2. In the new window, select the device profile(s) on which you want to publish the configuration. 

3. Click Publish
   
   

User Experience on Device

On publishing the configuration,

1. Notice Veltar icon on the top bar. Clicking on it will reflect I/O Device Access Control Policy as Configured
   
   
   

2. If you open Scalefusion MDM Client, it will reflect I/O Device Access Control Policy as Configured, under Settings
   
   
   

3. If you try to access an external storage device (for which you have created a rule in the configuration) it will show up the alert message you have configured. Below screenshot is an example when user tries to access Crucial X6, a portable solid-state drive (SSD) which has I/O Device Access Control policy applied to it and the user is denied from using the storage device.
   
   

Event Logs

From this section you can get detailed logs which are recorded for I/O device access, providing valuable insights into device usage. Click on Event Logs tab under I/O Device Access Control

Events Info

This section shows detailed information on the events, under following heads

1. Endpoint: The name assigned to the macOS device.

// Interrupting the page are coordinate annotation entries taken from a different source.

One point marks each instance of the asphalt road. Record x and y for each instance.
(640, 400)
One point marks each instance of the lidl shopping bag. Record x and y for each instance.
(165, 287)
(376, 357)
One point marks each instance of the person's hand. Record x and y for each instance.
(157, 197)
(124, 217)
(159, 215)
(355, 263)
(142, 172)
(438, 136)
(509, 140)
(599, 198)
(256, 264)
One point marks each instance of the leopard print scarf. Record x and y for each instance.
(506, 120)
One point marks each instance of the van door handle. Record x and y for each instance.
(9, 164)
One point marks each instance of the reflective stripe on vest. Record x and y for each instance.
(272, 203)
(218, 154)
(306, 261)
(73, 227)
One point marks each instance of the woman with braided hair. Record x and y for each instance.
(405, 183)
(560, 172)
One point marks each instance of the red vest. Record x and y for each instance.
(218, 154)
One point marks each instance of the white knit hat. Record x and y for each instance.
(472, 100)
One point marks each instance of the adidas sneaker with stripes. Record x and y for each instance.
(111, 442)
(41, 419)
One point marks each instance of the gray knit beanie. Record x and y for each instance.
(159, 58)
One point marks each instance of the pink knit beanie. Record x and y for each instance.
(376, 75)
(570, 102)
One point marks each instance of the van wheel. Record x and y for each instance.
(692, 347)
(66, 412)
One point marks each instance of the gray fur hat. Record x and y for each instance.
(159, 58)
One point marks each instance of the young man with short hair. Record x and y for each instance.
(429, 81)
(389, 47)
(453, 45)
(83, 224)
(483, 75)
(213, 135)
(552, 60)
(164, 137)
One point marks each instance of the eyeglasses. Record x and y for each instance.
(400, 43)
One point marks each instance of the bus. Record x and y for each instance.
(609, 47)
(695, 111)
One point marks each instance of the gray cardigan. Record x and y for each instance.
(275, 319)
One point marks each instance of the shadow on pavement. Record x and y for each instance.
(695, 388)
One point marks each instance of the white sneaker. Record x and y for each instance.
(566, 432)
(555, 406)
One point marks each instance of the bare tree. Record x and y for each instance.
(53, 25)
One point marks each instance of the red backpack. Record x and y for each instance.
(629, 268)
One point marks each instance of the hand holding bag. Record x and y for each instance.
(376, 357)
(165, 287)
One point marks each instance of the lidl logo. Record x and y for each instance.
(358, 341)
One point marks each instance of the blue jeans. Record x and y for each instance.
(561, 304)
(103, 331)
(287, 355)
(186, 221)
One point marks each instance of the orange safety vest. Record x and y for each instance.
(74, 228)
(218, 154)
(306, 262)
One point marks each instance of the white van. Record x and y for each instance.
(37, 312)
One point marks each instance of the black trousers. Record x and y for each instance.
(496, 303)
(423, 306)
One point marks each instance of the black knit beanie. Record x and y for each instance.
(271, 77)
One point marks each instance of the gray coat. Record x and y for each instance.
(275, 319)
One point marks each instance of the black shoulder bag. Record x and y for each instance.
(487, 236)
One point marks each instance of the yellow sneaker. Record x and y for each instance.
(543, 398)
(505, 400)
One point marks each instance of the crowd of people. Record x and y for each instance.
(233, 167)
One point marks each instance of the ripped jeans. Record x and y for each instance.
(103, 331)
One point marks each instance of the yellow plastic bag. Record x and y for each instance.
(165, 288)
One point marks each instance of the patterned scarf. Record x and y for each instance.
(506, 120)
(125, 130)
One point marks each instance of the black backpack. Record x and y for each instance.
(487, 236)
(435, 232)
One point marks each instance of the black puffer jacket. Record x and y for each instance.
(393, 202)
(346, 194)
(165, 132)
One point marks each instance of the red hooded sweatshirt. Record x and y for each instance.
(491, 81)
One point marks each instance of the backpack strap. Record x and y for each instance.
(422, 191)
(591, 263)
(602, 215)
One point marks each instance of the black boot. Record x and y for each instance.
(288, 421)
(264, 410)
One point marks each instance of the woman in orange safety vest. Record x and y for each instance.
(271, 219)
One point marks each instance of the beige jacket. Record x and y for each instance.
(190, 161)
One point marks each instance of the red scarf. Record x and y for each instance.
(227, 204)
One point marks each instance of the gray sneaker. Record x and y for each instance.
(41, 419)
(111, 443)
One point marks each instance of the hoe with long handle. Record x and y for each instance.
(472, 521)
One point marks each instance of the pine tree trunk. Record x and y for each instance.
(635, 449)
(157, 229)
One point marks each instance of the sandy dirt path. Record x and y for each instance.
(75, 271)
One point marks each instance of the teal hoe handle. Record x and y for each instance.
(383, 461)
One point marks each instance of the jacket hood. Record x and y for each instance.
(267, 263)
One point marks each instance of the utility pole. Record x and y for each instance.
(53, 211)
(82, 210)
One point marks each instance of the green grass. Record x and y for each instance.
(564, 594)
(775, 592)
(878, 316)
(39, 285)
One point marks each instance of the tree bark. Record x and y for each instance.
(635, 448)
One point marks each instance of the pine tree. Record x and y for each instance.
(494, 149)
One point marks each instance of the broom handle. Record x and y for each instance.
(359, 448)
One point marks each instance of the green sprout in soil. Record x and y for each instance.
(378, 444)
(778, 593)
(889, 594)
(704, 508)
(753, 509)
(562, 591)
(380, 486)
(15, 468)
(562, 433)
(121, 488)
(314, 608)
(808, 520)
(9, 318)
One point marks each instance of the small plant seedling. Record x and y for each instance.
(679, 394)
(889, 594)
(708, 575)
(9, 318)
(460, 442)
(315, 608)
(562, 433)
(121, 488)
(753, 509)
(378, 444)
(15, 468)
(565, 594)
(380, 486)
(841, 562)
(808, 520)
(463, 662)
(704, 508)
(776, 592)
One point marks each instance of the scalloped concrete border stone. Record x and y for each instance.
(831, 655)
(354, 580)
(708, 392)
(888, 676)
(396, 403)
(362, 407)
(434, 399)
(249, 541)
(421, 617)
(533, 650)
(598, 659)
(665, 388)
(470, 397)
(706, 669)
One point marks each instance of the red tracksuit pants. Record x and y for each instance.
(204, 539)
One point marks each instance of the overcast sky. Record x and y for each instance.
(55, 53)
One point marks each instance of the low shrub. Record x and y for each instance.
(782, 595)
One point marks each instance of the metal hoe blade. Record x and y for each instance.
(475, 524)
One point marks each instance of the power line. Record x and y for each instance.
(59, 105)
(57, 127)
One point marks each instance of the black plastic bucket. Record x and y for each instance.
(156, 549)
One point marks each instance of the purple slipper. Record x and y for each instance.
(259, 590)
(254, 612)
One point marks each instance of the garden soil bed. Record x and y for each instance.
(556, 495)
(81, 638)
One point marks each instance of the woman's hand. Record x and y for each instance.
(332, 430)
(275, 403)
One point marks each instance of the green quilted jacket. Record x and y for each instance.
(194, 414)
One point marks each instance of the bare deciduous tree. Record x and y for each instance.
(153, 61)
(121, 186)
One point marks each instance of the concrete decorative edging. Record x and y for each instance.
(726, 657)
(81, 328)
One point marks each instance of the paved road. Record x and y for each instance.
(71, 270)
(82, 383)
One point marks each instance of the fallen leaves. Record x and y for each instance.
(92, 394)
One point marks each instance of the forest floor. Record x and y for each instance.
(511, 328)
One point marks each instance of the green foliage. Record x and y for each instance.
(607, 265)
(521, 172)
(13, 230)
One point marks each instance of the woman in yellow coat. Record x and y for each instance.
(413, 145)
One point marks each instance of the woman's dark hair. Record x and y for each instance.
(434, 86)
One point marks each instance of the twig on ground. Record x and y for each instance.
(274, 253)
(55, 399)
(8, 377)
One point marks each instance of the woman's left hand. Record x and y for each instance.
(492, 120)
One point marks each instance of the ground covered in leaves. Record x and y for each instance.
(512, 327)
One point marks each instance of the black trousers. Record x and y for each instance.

2. Device Name: The name of the external storage device.

3. Device Type: The type of external storage device

4. Username: The name of the user account that accessed the storage device.

5. Connection Status: Connected- Read & Write, Connected - Read Only, Denied, Connected

6. Timestamp: Indicates when the I/O device was accessed by the user.

7. Actions:

   1. View App Information: Clicking this option displays a pop-up with detailed information about the I/O device. This information helps administrators understand the context of storage device’s access and identify the specific reasons for the blocks:

      1. Name

      2. Product ID

      3. Product Name

      4. Vendor ID

      5. Serial Number

      6. Manufacturer

      7. BSD Name

      8. Bsd Path

      9. Mount Point

      10. File System

      11. Is Encrypted

      12. Is Read Only

      13. Total Size

      14. Available Size

      15. Connection Status

      16. Connection Reason

   2. Edit Configuration: With this, you can update the configuration

   

Additional Features

Filters

There are filtering options available for viewing activity logs. You can filter them by: 

1. Timestamp:

   1. Timestamp

   2. Device Name

   3. Username

2. Configurations:

   1. All Configurations

   2. List of available configurations. Choose a specific configuration

3. Date Picker:

   1. Start Date: It can be from Current Date to 7 days. You cannot select a date more than 30 days in the past.

   2. End Date

      Note: Logs older than 30 days get automatically deleted.

4. Page Size: Select the number of records to be displayed on one page

5. Search Using Device Name, Serial No, or Name
   
   

Download Report

Clicking the button downloads a CSV report containing the filtered activity data. Please note the report can be downloaded for a duration of 7 days at the maximum.